Reading a section on simple regression in "An Introduction to Statistical Learning with Applications in R" I got a question on residual sum of squares minimization. Quoting from the book:
... simple linear approach for predicting a quantitative response $Y$ on the basis of a single predictor variable $X$. It assumes that there is approximately a linear relationship between $X$ and $Y$ . Mathematically, we can write this linear relationship as $$Y \approx b_0 + b_1X$$ You might read $\approx$ as "is approximately modeled as".
Once we have used our coefficient parameter training data to produce estimates $\hat b_0$ and $\hat b_1$ for the model coefficients, we can predict future ... by computing $$\hat y = \hat b_0 + \hat b_1 x, $$ where $\hat y$ indicates a prediction of $Y$ on the basis of $X = x$. Here we use a hat symbol '^' to denote the estimated value for an unknown parameter or coefficient, or to denote the predicted value of the response.
In practice, $b_0$ and $b_1$ are unknown. So before we can ... make predictions, we must use data to estimate the coefficients. Let $(x_1, y_1), (x_2, y_2), . . . , (x_n, y_n)$ represent n observation pairs, each of which consists of a measurement of $X$ and a measurement of $Y$.

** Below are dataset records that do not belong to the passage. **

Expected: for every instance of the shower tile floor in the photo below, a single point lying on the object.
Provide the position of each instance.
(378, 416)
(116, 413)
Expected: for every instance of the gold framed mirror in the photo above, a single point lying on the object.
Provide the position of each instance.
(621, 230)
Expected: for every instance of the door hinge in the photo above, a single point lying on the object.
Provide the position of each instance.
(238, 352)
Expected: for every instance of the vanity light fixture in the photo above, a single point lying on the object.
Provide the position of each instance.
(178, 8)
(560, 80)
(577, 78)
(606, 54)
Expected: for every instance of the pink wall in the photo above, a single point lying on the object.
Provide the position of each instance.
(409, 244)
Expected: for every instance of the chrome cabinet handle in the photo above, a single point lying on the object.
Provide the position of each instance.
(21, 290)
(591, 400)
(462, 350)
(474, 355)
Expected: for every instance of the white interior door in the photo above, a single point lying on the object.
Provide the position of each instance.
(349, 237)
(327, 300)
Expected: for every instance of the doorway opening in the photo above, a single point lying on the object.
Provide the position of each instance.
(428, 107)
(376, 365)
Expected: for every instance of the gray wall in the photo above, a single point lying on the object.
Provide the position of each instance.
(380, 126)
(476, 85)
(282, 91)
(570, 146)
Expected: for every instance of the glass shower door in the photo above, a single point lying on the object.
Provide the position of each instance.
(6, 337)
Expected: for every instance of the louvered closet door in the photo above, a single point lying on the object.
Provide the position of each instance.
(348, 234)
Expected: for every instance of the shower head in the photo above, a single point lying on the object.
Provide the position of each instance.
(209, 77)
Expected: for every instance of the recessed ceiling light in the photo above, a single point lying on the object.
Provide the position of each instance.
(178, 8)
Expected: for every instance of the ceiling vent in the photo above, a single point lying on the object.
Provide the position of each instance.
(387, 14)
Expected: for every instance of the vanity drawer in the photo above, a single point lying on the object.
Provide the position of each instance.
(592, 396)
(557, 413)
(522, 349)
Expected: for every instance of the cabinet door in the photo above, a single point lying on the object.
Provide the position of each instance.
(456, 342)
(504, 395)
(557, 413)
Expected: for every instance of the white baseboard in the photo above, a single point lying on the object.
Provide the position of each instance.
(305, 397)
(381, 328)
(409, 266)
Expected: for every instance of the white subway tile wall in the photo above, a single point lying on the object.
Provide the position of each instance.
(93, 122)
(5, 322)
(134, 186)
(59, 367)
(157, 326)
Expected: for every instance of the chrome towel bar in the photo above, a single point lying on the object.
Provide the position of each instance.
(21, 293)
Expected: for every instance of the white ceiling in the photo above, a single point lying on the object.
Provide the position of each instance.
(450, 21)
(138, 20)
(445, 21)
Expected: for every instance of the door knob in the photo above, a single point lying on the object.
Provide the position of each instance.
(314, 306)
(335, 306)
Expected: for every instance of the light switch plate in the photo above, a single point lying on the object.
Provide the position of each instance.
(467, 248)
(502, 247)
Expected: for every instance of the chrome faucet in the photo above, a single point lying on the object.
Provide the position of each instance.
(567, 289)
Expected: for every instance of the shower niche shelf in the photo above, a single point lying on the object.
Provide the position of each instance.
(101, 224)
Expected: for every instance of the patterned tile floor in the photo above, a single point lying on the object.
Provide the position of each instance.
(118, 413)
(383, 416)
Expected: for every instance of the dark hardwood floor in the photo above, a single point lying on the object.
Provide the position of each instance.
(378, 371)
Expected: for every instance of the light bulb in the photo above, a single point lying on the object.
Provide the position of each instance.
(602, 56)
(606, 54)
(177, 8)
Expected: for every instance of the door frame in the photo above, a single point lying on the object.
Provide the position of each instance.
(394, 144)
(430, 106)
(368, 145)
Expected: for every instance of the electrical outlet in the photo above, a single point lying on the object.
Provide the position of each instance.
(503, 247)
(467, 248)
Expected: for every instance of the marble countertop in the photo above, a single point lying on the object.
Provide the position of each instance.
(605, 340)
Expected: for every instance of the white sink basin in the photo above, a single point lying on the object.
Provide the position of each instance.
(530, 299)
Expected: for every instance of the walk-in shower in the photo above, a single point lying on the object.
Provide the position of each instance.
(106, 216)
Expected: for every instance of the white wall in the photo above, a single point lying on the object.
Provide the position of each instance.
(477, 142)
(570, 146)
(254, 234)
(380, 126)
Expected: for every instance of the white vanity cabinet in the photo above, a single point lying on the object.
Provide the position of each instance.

Let $\hat y_i = \hat b_0 + \hat b_1x_i$ be the prediction for $Y$ based on the ith value of $X$. Then $e_i = y_i - \hat y_i $ represents the ith residual ... this is the difference between the $ith$ observed response value and the $ith$ response value that is predicted by our linear model. We define the residual sum of squares $(RSS)$ as $$RSS = e^2_1 + e^2_2 + ... + e^2_n$$, or equivalently as $$ RSS = (y_1 - \hat b_0 - \hat b_1 x_1)^2 + (y_2 - b_0 - b_1 x_2 )^2 + ... + (y_n - b_0 - b_1 x_n )^2$$
The least squares approach chooses $b_0$ and $b_1$ to minimize the $RSS$. Using some calculus, one can show that the minimizers are:
$$ \hat b_1 = \frac {\sum_{i=1}^{n} (x_i - \bar{x}) (y_i - \bar{y}) } {\sum_{i=1}^{n} (x_i - \bar{x})^2} $$
$$ \hat b_0 = \hat y - \hat b_1 \bar{x} $$
$$ \hat y = \frac {1}{n} \sum_{i=1}^{n} y_i $$
$$ \hat x = \frac {1}{n} \sum_{i=1}^{n} x_i $$
So my question is: What book has a detailed calculus showing how we get the above minimizers?
Please also advise a good textbook on least squares and regression in general.